Photograph shows the back of the building and 208 - 214 Union Street, (Porters Club Building).
1968; Porters Club Building. Photo courtesy of City of Vancouver archives. 

One of the important pieces of Vancouver’s past, which was almost totally erased a half-century ago, was Vancouver’s original Black neighbourhood: an area known as Hogan’s Alley near the Pacific Central Station. During the late 1960s, plans were afoot to build a waterfront freeway that would connect the major highways to Vancouver’s core, wiping out the neighbourhoods of Strathcona and most of Chinatown in the process.

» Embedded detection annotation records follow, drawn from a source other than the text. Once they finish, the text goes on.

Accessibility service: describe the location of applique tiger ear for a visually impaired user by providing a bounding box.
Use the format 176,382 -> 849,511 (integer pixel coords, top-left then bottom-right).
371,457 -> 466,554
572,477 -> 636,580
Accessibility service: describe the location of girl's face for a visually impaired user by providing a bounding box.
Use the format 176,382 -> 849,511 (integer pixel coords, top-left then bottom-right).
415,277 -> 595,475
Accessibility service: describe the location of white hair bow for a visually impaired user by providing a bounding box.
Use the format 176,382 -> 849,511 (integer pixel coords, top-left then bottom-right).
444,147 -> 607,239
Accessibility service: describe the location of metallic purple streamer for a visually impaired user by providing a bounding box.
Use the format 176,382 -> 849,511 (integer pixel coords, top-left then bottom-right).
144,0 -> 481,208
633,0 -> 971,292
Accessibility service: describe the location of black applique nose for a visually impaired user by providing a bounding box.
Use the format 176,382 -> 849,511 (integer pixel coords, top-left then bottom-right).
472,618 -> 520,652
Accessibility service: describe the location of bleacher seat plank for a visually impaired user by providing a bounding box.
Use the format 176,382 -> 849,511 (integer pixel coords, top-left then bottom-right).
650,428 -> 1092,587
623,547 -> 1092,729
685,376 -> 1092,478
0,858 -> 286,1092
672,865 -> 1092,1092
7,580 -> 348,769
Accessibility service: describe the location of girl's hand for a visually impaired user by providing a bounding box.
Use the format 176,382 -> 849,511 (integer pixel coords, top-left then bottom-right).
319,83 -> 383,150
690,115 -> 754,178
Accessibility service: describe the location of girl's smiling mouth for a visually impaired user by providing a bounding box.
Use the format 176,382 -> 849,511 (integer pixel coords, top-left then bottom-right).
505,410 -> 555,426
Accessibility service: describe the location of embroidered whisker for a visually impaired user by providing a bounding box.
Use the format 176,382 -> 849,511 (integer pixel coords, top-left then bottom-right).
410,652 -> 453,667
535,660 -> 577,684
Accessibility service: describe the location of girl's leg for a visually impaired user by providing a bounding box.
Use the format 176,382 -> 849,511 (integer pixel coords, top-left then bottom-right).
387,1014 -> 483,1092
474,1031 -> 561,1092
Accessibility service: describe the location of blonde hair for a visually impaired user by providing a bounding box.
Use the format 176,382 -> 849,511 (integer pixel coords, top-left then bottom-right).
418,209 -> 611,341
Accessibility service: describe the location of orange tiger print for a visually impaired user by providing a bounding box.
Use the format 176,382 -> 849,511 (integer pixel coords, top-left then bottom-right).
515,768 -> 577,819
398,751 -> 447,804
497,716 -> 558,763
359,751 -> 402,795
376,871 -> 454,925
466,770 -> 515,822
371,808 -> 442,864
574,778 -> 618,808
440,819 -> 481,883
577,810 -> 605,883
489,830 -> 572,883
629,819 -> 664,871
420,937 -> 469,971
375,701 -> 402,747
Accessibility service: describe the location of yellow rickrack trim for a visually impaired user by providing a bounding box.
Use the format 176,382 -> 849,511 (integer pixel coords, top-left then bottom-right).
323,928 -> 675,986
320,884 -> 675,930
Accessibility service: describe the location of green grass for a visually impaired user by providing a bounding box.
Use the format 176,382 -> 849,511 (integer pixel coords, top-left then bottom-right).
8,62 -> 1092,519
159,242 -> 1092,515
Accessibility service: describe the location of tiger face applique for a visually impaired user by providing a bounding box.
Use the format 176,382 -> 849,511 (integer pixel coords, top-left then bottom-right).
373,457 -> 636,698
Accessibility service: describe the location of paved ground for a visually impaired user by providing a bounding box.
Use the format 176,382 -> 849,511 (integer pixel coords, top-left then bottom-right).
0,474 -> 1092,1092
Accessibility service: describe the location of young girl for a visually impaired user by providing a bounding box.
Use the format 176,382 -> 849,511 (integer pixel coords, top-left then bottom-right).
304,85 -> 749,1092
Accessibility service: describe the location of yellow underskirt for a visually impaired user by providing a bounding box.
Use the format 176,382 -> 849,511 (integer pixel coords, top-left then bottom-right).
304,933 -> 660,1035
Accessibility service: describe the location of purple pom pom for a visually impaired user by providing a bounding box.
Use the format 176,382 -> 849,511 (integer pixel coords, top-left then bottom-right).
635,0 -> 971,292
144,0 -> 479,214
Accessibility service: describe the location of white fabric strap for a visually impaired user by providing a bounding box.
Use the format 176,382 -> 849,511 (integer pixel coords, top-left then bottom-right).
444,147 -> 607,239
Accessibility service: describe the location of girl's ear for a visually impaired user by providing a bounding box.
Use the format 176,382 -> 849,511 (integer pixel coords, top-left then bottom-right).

A combination of grassroots opposition to the freeway and a lack of money prevented the plan from becoming reality. Still, while Chinatown was spared, Hogan’s Alley would not be so lucky. In preparation for the freeway, Vancouver city council expropriated land for new viaducts. Many of the Black residents who lived in the affected blocks worked as porters for one of the railways, whose lines terminated at the nearby train station. The Pullman Porters’ Club, on Main, was a popular hangout for some of those porters, as was Vie’s Chicken & Steaks (which doubled as a speakeasy). But according to the politicians of the day, the area was a slum—and so, rows of Black-owned homes and Black-run businesses were destroyed to make way for the Georgia Viaducts and … “progress.”

1969; Photograph shows Iberica Garage and Northland Cafe.
1969; Iberica Garage and Northland Cafe. Photo courtesy of City of Vancouver archives. 

Fifty years on, the only hints of that original neighbourhood are a plaque marking the rough existence of Hogan’s Alley on Union, near Main, and the recent addition of a mural, Remember Hogan’s Alley, by artist Ejiwa “Edge” Ebenebe. But if Stephanie Allen has her way, the area will once again celebrate, in a more expansive and meaningful way, Vancouver’s Black history.

For Allen, whose 2019 master’s thesis in urban studies was titled “Fight the Power: Redressing Displacement and Building a Just City for Black Lives in Vancouver,” the importance of commemorating Vancouver’s Black history, and sharing the stories of some of the neighbourhood’s pioneers, is long overdue. In 2017, she co-founded the Hogan’s Alley Society with the aim of “daylighting the presence of Black history in Vancouver and throughout British Columbia.”

As the current city council tries to figure out how to take down the viaducts and build something in their wake, Allen and others are working to bring Hogan’s Alley—and what it represented—back into the light.

1891; Photograph shows a view of Strathcona and Strathcona School across False Creek from Mount Pleasant.
1891; View of Strathcona and Strathcona School across False Creek from Mount Pleasant. Photo courtesy of City of Vancouver archives. 

“When the city made plans to look at removing the street system and redeveloping this whole area of the city, we realized this was a great opportunity for redress,” Allen told CBC Radio’s Matt Galloway in a February interview. “And now our idea and our vision is for a community land trust. The Black community has put forward a proposal for all-rental housing to be built here with small community business spaces, non-profit spaces that would work well in this neighbourhood, that would fit with Chinatown, with the Downtown Eastside, eliminate gentrification pressure—but really, bring a vibrancy back to this community with a cultural centre as the heart of it.”

As we reimagine another part of the city once again, the efforts of the Hogan Alley Society are a reminder: you don’t always have to scrape away the past to write your next chapter.